1922 trennten sich Hausmann und Hannah Höch; er lernte die Malerin Hedwig Mankiewitz (1893–1974) kennen, die er 1923, nach Scheidung von seiner ersten Frau Elfriede Hausmann-Schaeffer, heiratete.
Fotografie und Poesie
Nach seiner Trennung von Hannah Höch im Jahr 1922 hörte er mit der Malerei auf und konzentrierte sich in der Arbeit auf Fotografie und das Schreiben von Gedichten. 1926 begann er während eines Ibiza-Aufenthaltes die Konzeption und Niederschrift des autobiografischen Experimentalromans „Hyle“.
Ab 1927 widmete Hausmann sich vorrangig der Fotografie. Er lernte Vera Broïdo (1907–2004) kennen, mit der er und seine Ehefrau in einer Dreierbeziehung bis 1934 zusammenlebten. Ab 1931 lieferte er auch regelmäßig Beiträge für die von Franz Jung und Harro Schulze-Boysen herausgegebene Zeitschrift „Der Gegner“.
Emigration
1933 musste Hausmann emigrieren, da seine künstlerische Arbeit unter den Nationalsozialisten zur „entarteten Kunst“ gezählt wurde. Seine Stationen im Exil waren Ibiza, Zürich, Prag und schließlich Paris, von wo aus er während des Krieges nach Südfrankreich floh.
Raoul Hausmann lebte seit 1944 in Limoges.

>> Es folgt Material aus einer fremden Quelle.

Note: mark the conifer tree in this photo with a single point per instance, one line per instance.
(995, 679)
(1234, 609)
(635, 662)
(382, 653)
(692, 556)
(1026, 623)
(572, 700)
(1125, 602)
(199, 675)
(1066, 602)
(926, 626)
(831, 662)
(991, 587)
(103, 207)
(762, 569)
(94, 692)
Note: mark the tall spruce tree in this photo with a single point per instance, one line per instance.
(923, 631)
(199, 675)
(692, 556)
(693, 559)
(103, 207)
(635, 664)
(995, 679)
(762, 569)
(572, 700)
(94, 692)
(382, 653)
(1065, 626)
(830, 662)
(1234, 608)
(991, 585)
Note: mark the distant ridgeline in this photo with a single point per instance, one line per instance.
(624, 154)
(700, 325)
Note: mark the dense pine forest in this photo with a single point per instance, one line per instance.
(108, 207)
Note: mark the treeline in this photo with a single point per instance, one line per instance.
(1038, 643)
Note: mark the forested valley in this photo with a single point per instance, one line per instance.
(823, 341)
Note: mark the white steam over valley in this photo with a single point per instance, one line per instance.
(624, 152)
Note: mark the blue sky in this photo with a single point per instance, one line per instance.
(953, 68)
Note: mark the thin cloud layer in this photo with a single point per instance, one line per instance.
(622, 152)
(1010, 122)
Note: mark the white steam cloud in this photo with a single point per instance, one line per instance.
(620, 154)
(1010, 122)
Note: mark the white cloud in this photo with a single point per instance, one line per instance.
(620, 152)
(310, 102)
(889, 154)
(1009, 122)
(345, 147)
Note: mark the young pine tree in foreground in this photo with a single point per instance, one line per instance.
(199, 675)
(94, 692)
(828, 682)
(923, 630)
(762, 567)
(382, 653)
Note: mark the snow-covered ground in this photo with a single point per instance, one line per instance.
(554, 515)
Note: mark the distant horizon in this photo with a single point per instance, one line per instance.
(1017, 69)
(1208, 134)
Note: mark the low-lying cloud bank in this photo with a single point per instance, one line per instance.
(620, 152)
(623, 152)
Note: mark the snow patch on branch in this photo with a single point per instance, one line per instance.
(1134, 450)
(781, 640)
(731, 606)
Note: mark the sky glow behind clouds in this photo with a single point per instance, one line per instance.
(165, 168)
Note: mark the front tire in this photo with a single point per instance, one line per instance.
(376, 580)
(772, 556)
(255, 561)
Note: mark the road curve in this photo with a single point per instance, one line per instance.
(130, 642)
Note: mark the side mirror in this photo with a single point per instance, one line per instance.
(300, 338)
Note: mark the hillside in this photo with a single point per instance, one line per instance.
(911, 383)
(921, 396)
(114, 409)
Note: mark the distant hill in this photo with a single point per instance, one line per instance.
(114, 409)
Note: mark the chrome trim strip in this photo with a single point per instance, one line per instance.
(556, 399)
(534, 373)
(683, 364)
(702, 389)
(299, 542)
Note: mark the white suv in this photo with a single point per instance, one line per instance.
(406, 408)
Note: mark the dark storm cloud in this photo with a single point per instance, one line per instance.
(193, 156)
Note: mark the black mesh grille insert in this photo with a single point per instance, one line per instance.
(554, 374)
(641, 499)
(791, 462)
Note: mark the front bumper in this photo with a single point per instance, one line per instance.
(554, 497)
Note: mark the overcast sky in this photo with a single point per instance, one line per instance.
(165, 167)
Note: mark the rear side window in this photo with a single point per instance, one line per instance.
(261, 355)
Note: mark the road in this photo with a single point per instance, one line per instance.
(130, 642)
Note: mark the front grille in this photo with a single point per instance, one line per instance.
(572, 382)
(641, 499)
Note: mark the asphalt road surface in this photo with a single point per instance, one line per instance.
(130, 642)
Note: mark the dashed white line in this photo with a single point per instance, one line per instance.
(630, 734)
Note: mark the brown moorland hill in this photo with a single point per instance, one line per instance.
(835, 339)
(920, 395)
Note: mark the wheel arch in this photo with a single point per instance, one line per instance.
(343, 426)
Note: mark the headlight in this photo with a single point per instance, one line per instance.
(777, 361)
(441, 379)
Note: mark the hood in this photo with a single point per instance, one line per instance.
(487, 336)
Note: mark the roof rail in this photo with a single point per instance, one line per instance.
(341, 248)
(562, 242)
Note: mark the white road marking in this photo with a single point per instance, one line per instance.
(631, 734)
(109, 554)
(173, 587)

Nach dem Krieg arbeitete er weiter in den drei Bereichen Malerei, Fotografie und Schriftstellerei. Der Künstler suchte wieder den Kontakt zu László Moholy-Nagy und Kurt Schwitters, mit dem er die Herausgabe der Zeitschrift „PIN“ plante. Zwischen 1946 und 1959 erweiterte Hausmann sein fotografisches Schaffen um kameralose Experimente (Fotopiktogramme) und kam auf die Fotomontage zurück.
In einer großen Zahl von Ausstellungen und Veröffentlichungen beteiligte sich Raoul Hausmann selbst an der historischen Interpretation des Dadaismus. In der retrospektiven Beschäftigung mit Dada war er bestrebt, seine eigene Rolle und Bedeutung für die dadaistische Bewegung als Chronist zu hervorzuheben.
Tod
Raoul Hausmann verstarb 1. Februar 1971 an den Folgen einer Gelbsucht.